Grupo Mexico appealed the reimbursement order which was stayed. Meanwhile Grupo
Mexico confirmed a plan of reorganization which paid all creditors in full,
released the judgment and gave it control of ASARCO. Since Grupo Mexico now
controlled ASARCO, ASARCO was not interested in defending the appeal. However,
two of the bidders were granted leave to intervene and defend the order.
On appeal, the Appellants argued that because the sale was never concluded,
there was not a benefit to the estate and the bidders expenses could not be
reimbursed under Sec. 503(b). The bidders argued that the Bankruptcy Court
could authorize the payment under the business judgment standard of Sec.
363(b). The business judgment test was a lower bar since it looked at whether
the order was reasonable at the time it was sought; on the other hand, the
benefit to the estate standard would have analyzed the benefit in hindsight.
The Fifth Circuit distinguished two Third Circuit cases which had disallowed
break-up fees. While the Third Circuit had rejected break-up fees on the ground
that they chilled the bidding, here the Fifth Circuit found that the reimbursement
order sought to increase competition and was offered to all bidders invited to
the second round. The Fifth Circuit also distinguished the break-up fee cases
on the basis that the auction involved a "very unique and very valuable
but possibly worthless asset."
In upholding the order, the Fifth Circuit wrote:
On this record, we conclude that the business judgment
standard is the better fit for assessing ASARCO's reimbursement motion. Section
363 addresses the debtor's use of the estate property, and in its motion ASARCO
sought authorization to make discretionary use of the estate's funds. Section
503, in contrast, generally applies to third parties that have already incurred
expenses in connection to the debtor's estate. The unsuccessful bidders in O'Brien
and Reliant Energy sought payment for expenses incurred without the
court's preapproval for reimbursement, and thus section 503 was the proper
channel for requesting payment. In ASARCO's case, however, the bankruptcy court
issued the Reimbursement Order before any potential qualified bidders,
including the Intervenors, had incurred due diligence and work fees. In this
context, application of the business judgment standard is appropriate.

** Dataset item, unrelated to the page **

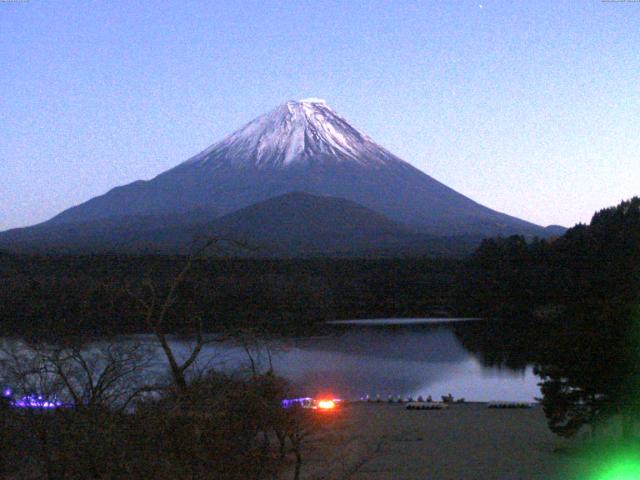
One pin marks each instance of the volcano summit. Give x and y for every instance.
(300, 146)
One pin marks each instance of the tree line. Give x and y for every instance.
(580, 294)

Opinion, pp. 11-12. Having concluded that the business
judgment standard applied, the court had no difficulty finding that the
standard had been satisfied.
In a final footnote, the Court hinted that it would have upheld the award under
the benefit to the estate standard as well, noting that the District Court had
found that the auction process "was perhaps the final impetus needed to
encourage the Parent to file its plan which pays creditors in full."
Why It Matters
This case is important for two reasons. One is that large
bankruptcy cases are increasingly being resolved by Sec. 363 sales. There are
not many circuit level opinions on 363 sales, since most appeals are rendered
moot by the sale closing. As a result, any opinion which explains the Sec. 363
process is useful.
Second, this particular opinion, while very fact specific, provides some useful
pointers. First, reimbursement orders should be obtained before any due
diligence expenses are incurred. Second, the complexity of the asset will
influence the advisability of reimbursing due diligence costs. There is a big
difference between a tract of raw land and a billion dollar judgment. Finally,
and perhaps most importantly, reimbursement orders are justifiable when they
will increase competition. In the typical case, a stalking horse bidder is granted
reimbursement if it is outbid. This encourages the stalking horse to invest in
the due diligence necessary to submit a bid. Conversely, it can be used to tilt
the auction procedures in favor of the stalking horse. Here, the unique aspect
of the process was that all bidders invited to the second round were granted a
right of reimbursement. Thus, the process was even-handed and fostered
competition rather than inhibiting it.